P < .05 considered statistically significant and are shown in bold.
Figure 1.Ego’s predicted probability of smoking outcome by network characteristics. For each outcome, 4 networks were arbitrarily chosen to represent a wide variety of predicted probabilities. We then visualized the network, color-coding alter nodes by their smoking status and the ego’s nodes by their predicted probability. For a given outcome, left to right, the predicted probability for the ego increases and is reflected by increasing darkness on the gray scale. For example, for predicting “never-smokers” the left-most network comprises 4 unconnected current smokers and a reinforcing triad of unsuccessful quitters, which all have negative associations in the corresponding regression, leading to a low predicted probability. On the right, the network has 3 unconnected successful quitters and 3 never smokers, 2 of whom form a reinforcing triad, leading to a high predicted probability.
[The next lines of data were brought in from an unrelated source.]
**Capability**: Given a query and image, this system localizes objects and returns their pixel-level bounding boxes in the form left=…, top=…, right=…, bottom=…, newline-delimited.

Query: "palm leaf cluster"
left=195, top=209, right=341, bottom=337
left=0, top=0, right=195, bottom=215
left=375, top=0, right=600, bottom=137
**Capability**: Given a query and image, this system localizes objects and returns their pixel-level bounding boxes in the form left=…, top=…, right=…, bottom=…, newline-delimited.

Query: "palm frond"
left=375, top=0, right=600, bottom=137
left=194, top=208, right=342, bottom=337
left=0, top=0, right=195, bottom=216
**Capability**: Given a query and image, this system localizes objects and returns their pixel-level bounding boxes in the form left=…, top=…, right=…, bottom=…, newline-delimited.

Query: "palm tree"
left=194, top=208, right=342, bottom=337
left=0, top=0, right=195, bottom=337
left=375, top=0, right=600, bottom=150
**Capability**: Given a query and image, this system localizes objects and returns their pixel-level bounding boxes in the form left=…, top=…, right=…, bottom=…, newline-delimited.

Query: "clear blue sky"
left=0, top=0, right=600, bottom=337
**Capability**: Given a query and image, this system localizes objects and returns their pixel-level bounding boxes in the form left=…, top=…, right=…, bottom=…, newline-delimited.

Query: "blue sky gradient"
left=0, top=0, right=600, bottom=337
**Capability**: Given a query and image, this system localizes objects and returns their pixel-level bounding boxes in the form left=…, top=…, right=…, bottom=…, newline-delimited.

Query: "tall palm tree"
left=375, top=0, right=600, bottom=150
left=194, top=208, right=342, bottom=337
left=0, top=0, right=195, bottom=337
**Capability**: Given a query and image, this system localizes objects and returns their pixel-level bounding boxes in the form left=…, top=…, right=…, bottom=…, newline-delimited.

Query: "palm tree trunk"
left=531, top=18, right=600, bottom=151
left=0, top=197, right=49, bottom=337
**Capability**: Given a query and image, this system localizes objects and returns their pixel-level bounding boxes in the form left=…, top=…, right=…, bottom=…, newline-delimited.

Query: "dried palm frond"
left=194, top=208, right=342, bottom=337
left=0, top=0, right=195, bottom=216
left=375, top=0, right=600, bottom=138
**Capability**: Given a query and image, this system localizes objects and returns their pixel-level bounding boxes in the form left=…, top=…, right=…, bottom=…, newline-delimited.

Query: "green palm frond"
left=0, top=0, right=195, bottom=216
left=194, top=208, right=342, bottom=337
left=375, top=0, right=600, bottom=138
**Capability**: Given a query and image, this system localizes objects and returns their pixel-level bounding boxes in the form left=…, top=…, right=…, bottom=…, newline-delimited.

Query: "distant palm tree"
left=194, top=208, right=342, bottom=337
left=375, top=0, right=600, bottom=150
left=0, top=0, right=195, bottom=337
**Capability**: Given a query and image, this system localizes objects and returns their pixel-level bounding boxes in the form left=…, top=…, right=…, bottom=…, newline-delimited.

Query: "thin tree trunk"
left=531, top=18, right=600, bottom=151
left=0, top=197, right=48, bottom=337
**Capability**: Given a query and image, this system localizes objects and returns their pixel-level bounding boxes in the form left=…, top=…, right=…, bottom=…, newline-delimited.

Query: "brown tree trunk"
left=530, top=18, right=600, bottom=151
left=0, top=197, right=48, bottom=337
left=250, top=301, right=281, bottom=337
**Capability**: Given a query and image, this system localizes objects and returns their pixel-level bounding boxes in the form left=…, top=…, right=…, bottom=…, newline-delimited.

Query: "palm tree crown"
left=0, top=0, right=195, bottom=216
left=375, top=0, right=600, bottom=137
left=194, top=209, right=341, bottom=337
Figure 2.Ego’s predicted probability of smoking outcome by Alter’s smoking status. For each outcome, we constructed 6 synthetic networks comprising 2 pairs of alters, 1 pair forming a reinforcing triad and the other not. The 6 networks cover all permutations of pairing alters by smoking status. We then visualized the network, color-coding alter nodes by their smoking status and the ego’s nodes by their predicted probability. For a given outcome, left to right, the predicted probability for the ego increases and is reflected by increasing darkness on the gray scale.
Figure 3.Ego’s predicted probability of smoking outcome by network structure. For each outcome, we constructed 5 synthetic networks comprising 2 pairs of alters, each pair sharing a smoking behavior. The networks included (1) no alter-alter ties, (2) both possible reinforcing triads, (3) both possible heterogeneous triads, and (4-5) One reinforcing triad and one heterogeneous triad. We then visualized the network, color-coding alter nodes by their smoking status and the ego’s nodes by their predicted probability. For a given outcome, left to right, the predicted probability for the ego increases and is reflected by increasing darkness on the gray scale.